I woke up this morning to an explosion of cilantro. We had started seeds in one of those little greenhouses, then transplanted the basil, thyme, and watercress to a window box and the tomato to a pot of its own. Then we put down more seeds (especially watercress and coriander, since those hadn't done well at all in the greenhouse). The watercress has been shyly poking its head up for the past two days, but the coriander/cilantro was nowhere to be seen until this morning. Overnight, six or seven shoots came up, and more have come up today, growing so fast I could almost hear them. I wasn't sure any were going to survive, as I had placed the window box on the front porch, where a squirrel found it and happily dug up all the seeds.

It has been an interesting summer. I use interesting in the same sense I would use it if you told me you were going to open a "muffin bottom" shop and wanted to know what I thought. Interesting. We leave the Berkeley house on Thursday. I have mixed feelings about that. One the one hand, I'll miss being so close to school, and the house is gorgeous. On the other, I won't miss waking up at 5am every morning to feed the dogs.

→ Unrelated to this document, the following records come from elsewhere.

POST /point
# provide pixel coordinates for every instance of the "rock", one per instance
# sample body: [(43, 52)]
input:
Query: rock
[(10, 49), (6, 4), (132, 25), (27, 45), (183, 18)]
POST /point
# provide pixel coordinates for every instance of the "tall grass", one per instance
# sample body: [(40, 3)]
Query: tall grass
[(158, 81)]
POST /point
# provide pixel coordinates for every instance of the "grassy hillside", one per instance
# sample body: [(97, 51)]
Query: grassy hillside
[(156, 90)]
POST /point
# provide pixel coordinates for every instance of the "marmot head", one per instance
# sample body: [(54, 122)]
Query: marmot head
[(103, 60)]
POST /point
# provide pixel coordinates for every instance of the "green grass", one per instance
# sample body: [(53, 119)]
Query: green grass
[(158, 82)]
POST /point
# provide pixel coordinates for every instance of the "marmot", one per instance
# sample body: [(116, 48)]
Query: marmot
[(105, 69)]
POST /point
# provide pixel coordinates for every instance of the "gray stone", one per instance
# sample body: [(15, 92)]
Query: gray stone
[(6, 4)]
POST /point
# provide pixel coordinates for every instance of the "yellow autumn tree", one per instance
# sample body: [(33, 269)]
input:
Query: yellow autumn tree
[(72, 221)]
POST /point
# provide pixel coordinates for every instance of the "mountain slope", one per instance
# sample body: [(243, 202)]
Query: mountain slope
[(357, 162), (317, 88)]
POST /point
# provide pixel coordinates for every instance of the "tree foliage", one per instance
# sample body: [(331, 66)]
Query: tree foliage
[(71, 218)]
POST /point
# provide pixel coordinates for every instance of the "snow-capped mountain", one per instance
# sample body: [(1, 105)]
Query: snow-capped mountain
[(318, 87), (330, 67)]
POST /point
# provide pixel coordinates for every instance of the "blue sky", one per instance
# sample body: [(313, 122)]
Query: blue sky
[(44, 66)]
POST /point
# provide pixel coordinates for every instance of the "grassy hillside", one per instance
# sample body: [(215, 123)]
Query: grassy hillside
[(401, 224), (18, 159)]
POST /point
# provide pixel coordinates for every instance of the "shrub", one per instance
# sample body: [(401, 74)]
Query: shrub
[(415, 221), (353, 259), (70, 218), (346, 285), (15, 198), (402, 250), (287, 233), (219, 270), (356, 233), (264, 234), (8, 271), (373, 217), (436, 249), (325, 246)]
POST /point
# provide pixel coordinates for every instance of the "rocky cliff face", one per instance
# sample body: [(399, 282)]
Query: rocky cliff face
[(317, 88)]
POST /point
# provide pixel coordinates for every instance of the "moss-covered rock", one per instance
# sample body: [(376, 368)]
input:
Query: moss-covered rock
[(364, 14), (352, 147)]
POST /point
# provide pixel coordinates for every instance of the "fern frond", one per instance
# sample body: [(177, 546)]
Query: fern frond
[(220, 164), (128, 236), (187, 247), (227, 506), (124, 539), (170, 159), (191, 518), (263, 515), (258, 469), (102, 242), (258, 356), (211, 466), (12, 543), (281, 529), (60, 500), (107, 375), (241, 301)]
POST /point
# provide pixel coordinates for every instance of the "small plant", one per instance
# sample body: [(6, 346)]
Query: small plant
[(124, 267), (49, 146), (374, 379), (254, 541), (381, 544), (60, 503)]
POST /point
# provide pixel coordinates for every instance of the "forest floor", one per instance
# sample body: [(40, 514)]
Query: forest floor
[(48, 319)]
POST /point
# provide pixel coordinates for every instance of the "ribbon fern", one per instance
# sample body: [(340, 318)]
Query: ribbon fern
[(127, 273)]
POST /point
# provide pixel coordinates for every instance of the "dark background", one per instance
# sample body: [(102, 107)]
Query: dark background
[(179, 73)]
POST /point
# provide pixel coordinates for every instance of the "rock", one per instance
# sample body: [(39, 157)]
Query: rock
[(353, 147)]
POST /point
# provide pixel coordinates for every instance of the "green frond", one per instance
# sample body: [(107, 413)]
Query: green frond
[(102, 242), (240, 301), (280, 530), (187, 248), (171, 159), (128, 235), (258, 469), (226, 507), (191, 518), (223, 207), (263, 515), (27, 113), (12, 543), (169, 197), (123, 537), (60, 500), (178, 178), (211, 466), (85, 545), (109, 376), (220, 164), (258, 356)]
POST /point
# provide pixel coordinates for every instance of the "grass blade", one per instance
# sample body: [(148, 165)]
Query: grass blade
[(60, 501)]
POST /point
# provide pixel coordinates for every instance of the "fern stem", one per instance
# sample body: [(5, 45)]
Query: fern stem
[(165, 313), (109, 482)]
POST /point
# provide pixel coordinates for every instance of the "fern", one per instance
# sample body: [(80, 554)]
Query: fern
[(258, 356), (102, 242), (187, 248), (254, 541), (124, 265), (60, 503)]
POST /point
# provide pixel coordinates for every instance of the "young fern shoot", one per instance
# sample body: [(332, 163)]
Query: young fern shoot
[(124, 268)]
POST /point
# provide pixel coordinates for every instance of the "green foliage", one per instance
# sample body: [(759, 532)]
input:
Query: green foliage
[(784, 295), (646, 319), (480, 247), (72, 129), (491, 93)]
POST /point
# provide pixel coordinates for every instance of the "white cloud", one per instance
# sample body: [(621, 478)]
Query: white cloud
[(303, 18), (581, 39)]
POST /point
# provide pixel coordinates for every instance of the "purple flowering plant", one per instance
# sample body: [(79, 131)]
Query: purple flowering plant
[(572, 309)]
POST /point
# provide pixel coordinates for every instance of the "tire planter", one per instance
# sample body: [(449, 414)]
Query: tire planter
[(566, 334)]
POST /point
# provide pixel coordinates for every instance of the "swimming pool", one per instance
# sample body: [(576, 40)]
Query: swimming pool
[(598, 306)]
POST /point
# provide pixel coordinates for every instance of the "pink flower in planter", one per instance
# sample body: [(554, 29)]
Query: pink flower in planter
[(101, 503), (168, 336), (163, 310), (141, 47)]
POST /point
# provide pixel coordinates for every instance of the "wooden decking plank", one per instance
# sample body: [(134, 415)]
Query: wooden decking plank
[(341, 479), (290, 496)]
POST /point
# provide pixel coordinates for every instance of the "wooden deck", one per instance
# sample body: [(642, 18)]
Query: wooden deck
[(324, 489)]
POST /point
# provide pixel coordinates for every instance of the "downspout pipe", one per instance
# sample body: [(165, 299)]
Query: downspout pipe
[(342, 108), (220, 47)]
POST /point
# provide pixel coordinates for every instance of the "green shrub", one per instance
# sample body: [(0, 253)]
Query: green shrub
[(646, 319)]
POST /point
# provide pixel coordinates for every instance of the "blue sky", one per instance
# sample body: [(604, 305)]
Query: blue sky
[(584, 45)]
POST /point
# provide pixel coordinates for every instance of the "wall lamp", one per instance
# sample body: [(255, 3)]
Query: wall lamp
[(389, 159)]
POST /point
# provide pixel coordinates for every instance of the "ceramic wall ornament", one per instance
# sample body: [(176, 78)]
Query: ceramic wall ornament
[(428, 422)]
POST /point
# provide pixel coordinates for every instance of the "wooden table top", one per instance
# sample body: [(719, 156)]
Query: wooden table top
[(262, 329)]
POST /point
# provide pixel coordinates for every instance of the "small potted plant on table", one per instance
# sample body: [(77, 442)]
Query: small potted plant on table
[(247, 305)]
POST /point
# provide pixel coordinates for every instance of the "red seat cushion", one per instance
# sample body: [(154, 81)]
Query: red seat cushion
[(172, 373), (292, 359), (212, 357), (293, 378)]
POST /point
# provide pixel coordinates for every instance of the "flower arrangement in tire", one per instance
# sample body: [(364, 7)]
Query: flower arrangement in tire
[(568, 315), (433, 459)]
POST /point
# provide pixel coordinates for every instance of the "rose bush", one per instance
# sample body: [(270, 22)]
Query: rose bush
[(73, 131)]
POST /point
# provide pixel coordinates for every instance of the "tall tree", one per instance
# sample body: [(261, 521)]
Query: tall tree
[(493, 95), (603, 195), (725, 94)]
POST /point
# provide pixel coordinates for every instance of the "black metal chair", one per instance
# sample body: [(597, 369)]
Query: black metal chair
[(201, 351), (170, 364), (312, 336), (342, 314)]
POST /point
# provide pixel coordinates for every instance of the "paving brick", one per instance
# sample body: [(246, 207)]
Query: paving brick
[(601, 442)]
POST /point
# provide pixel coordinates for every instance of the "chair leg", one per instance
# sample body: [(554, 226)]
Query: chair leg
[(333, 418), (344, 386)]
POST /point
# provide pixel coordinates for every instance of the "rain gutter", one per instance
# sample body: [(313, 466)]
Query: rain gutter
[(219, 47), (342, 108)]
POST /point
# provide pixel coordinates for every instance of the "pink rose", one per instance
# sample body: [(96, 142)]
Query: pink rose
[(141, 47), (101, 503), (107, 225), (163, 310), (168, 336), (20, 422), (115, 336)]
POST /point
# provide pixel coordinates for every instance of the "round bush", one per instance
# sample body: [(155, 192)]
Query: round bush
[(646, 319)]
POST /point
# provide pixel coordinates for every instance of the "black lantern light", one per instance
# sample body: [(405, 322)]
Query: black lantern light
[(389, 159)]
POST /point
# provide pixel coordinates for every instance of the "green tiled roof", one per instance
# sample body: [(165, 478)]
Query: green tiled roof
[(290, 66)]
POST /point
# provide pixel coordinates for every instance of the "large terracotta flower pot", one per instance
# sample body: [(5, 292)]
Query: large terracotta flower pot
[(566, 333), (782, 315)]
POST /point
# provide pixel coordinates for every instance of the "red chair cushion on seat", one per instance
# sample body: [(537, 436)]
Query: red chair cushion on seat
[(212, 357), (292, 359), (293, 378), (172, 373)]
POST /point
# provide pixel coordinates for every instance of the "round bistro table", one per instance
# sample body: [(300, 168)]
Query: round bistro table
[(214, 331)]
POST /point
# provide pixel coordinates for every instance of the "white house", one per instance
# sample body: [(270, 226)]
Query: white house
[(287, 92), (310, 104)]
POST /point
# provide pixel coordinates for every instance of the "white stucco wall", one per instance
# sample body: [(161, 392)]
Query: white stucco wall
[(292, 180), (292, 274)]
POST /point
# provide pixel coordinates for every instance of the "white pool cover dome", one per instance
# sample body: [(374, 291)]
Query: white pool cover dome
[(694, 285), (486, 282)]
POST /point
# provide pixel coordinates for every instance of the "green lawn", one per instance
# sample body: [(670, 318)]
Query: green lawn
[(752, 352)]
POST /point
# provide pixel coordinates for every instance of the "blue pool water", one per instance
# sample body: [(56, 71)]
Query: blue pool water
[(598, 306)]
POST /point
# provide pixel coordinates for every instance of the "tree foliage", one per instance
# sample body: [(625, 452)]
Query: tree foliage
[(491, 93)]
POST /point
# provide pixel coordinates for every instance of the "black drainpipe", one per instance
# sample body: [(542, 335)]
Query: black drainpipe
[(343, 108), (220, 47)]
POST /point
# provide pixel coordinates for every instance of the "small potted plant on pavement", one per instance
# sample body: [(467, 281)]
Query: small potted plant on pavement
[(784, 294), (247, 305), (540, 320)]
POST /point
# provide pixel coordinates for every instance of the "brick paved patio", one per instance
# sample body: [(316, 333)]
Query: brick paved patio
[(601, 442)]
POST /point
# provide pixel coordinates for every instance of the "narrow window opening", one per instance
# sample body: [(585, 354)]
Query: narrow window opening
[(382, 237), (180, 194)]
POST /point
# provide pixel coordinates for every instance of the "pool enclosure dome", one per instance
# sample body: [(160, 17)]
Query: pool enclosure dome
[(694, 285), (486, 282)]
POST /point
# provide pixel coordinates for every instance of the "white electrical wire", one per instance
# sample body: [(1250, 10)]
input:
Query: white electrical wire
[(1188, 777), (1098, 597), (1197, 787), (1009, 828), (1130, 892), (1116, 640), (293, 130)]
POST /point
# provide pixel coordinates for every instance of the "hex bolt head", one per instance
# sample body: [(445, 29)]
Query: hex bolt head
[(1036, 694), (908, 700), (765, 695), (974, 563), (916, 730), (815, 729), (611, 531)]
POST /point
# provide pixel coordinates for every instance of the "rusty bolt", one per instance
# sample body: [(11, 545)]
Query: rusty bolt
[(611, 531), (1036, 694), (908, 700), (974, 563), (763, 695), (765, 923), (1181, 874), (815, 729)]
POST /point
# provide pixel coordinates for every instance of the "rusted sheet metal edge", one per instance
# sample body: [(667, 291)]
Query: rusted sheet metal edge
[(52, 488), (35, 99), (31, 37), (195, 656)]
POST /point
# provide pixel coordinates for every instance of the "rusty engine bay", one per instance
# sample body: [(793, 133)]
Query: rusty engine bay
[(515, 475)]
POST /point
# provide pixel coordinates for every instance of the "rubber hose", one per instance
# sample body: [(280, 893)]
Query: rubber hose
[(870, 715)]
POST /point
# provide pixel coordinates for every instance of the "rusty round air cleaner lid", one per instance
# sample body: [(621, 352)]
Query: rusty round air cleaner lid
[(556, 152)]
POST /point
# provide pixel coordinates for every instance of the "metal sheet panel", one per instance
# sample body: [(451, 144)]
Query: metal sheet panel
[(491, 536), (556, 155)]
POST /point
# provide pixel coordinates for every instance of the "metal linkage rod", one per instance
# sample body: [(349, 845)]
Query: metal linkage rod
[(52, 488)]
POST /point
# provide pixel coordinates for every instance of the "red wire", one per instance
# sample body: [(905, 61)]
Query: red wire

Work is going wonderfully, although since I'm not sure exactly what parts of it I can talk about, I won't talk about any of it at all. Suffice it to say that I am working on a wonderfully challenging memo interspersed with more academic types of things like syllabus writing and article editing. I also got a chance to go to a conference in Dallas, where I met a young lawyer from Argentina who knows several languages and runs a small printing press, a few grads from Boalt who lead eerily parallel lives, and a professor who decided to get into teaching because she realized halfway through a litigation that the case, although intellectually fascinating, was going to lead to the bankruptcy of a developing country. Which proves that not all lawyers are sellouts for the big money (something I was beginning to wonder about).